The family alleges that there were “blood and feces stains” on Colallilo’s pillowcase and bed sheets, and that the floor was sticky.
The Chief’s Coroner’s Office is conducting an investigation into Colalillo’s death.
Residents transported to hospitals outside York
On May 30, 18 residents were transported to hospitals outside York Region after the operator of the home said the level of care "exceeded" what could be provided at the facility.
Sienna Senior Living said at the time that the decision to transfer the residents to area hospitals was made because long-term care is not acute care, which she said those residents needed.
Carmela Bilotta was one of those residents and her son, John Bilottais, is mentioned as one of the plaintiffs in the class-action lawsuit.
Carmela Bilotta began suffering from a fever and cough on May 16 and later tested positive for COVID-19. While the family was repeatedly told that she was doing fine, they later learned that she “was weak, had lost weight and could no longer stand or walk unassisted.”
She was transported to Oakville Trafalgar Memorial Hospital in serious condition on May 30.

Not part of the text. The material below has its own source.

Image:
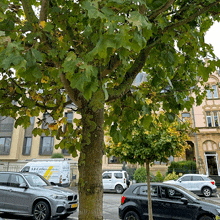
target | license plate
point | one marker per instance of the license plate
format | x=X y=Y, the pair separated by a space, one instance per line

“Mrs. Bilotta’s family was advised that she arrived at the hospital in a soiled diaper and with a large bruise on her chest. While at hospital, Mrs. Bilotta was also diagnosed with a urinary tract infection that had been untreated.”
At the time the lawsuit was filed, Carmela Bilotta was still in the hospital receiving treatment.
Following the transfer of patients to area hospitals and calls from the union representing front-line health-care workers, the Ontario government ordered William Osler Health System in Brampton, Ont. to take over management of Woodbridge Vista Care Community.
In June, members of the Canadian Armed Forces were deployed to the home to do an assessment.
This is the second class action issued by Thomas Rogers against Sienna Senior Living Inc.
On June 1, the law firm alleged that the outbreak at Altamont Care Community in Toronto was caused by severe under-staffing, a lack of personal protective equipment and the failure to separate infected and non-infected residents.
Following the lawsuit a number of high-level executives at Sienna Senior Living Inc. have left their positions.
The first was vice-president of operations Joanne Dykeman, who was dismissed from her job after allegedly mocking families of Woodbridge Vista Care Community residents during a virtual meeting.